The corporate watchdog will get sweeping new powers to ban “potentially harmful” financial products, under new laws forcing banks to put more emphasis on serving their customers’ interests.
In the latest change amid a wave of new regulations on banks, the federal government on Thursday unveiled draft laws to beef up the tools available to the n Securities and Investments Commission.
Under the changes, ASIC will get the power to ban products or behaviour that raise the risk of “significant consumer detriment,” a change that is intended to result in more timely and pro-active intervention from the watchdog.
Banks and other institutions will also be forced to design products to suit the needs of customers, with the threat of $1 million per civil breach, or jail time for criminal breaches of the new obligations.
The changes were recommended by the 2014 financial system inquiry and have been described as “game-changing” by legal experts.
Banks and other firms will be required to identify target markets for their products, in an attempt to make sure products are developed in response to genuine consumer needs, and sold appropriately. They will also have to take steps to make sure their proudcts are distributed appropriately, to the target market.
There will be new powers given to ASIC allowing it to clamp down on pay arrangements that it thinks are giving finance workers an incentive to promote product inappropriately, such as some types of commissions.
The office of financial services minister Kelly O’Dwyer said the new powers “will ensure that financial products are targeted and sold to the right consumers, and where products are inappropriately targeted or sold, ASIC will be empowered to intervene in the distribution of the product to prevent harm to consumers”.

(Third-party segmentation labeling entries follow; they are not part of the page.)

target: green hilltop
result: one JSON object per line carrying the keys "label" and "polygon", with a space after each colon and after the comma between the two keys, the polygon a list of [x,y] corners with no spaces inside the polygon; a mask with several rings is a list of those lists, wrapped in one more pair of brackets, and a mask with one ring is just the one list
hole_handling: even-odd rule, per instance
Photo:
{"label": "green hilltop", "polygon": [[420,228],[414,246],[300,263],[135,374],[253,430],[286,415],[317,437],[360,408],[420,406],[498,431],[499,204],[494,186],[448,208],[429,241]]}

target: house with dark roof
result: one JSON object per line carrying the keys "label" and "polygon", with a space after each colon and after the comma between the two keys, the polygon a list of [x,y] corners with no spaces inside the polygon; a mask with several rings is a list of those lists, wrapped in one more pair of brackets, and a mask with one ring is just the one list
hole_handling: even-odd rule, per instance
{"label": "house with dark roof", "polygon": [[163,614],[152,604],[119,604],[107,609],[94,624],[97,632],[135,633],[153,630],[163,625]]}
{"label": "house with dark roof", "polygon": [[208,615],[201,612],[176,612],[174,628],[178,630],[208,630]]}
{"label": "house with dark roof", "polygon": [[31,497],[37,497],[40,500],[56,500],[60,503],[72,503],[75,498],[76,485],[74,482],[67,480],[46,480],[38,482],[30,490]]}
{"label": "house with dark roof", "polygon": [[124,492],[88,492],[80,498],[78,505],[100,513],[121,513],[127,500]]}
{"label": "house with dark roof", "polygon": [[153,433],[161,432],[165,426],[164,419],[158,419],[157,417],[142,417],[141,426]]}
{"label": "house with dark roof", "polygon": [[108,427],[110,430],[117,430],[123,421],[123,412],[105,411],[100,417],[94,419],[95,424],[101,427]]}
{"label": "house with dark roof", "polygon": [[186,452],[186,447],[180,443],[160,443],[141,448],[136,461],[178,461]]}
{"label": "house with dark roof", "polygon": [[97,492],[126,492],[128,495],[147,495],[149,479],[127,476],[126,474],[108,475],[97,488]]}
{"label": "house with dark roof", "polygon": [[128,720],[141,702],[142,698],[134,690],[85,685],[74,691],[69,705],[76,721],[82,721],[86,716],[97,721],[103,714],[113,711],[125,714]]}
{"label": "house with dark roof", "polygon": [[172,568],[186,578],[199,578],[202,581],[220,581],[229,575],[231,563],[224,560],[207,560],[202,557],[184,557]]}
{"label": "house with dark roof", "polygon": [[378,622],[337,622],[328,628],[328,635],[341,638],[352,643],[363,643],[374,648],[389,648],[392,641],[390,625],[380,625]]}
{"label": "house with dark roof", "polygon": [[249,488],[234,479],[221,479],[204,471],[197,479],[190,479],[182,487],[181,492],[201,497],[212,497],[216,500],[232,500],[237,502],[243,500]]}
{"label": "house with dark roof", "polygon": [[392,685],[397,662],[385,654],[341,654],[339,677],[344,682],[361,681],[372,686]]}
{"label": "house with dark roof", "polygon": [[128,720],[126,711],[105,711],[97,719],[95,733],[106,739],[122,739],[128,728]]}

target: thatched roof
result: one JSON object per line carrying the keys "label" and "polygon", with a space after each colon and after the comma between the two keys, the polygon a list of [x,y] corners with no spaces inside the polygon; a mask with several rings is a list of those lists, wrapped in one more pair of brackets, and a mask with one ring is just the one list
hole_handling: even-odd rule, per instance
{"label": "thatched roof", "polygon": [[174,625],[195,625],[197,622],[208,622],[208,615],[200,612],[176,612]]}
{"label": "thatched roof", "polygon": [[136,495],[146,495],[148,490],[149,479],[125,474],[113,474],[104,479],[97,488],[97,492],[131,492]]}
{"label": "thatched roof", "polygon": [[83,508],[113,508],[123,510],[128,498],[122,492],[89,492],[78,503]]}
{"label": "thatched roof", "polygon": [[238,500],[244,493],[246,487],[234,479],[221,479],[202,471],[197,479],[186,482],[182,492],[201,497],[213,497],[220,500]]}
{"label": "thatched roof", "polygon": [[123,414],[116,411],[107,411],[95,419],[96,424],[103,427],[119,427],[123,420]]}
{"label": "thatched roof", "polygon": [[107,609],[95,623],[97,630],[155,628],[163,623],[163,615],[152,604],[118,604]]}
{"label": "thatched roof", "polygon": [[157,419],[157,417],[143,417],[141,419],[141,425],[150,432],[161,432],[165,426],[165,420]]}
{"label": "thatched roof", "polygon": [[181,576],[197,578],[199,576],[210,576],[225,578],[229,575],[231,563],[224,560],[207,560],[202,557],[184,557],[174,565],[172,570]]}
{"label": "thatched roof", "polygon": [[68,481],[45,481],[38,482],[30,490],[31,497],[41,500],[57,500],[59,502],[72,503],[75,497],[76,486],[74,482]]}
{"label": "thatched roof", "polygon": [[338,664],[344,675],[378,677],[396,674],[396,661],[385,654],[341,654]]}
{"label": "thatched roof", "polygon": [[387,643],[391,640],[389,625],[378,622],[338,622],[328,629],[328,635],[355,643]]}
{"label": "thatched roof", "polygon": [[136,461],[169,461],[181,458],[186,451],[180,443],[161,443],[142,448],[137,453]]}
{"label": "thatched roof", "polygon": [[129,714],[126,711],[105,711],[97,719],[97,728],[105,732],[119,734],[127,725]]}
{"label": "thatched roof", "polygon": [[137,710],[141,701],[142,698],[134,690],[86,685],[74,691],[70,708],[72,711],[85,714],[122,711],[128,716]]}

The batch of changes include a “product intervention power” for ASIC, and “design and distribution obligations” for financial institutions that deal with retail clients, such as banks and wealth managers.
The changes, which come after a series of scandals in the banking and wealth management sector, were described as “game changing” by partners at King & Wood Mallesons in a previous note on a consultation paper of late last year, in part because of their emphasis on consumer needs.
An explanatory memorandum released by Treasury on Thursday noted that the proposed changes would force banks to only target a certain group of consumers with a product if the product would “generally meet the likely objectives, financial situations and needs of persons in the target market.”
Banks will not need to go to the same lengths as financial advisers who have to take into account the specific circumstances of individual clients.
However, former ASIC chairman Greg Medcraft has suggested the new laws could limit the banks’ ability to “cross-sell” customers extra financial products, such as when bank staff promote life insurance to transaction account customers.
Civil and criminal penalties can apply for breaching the new laws. Treasury said a breach of the design and distribution obligations could result in a penalty of up to five years prison for a criminal breach, or a fine of $1 million for a civil breach.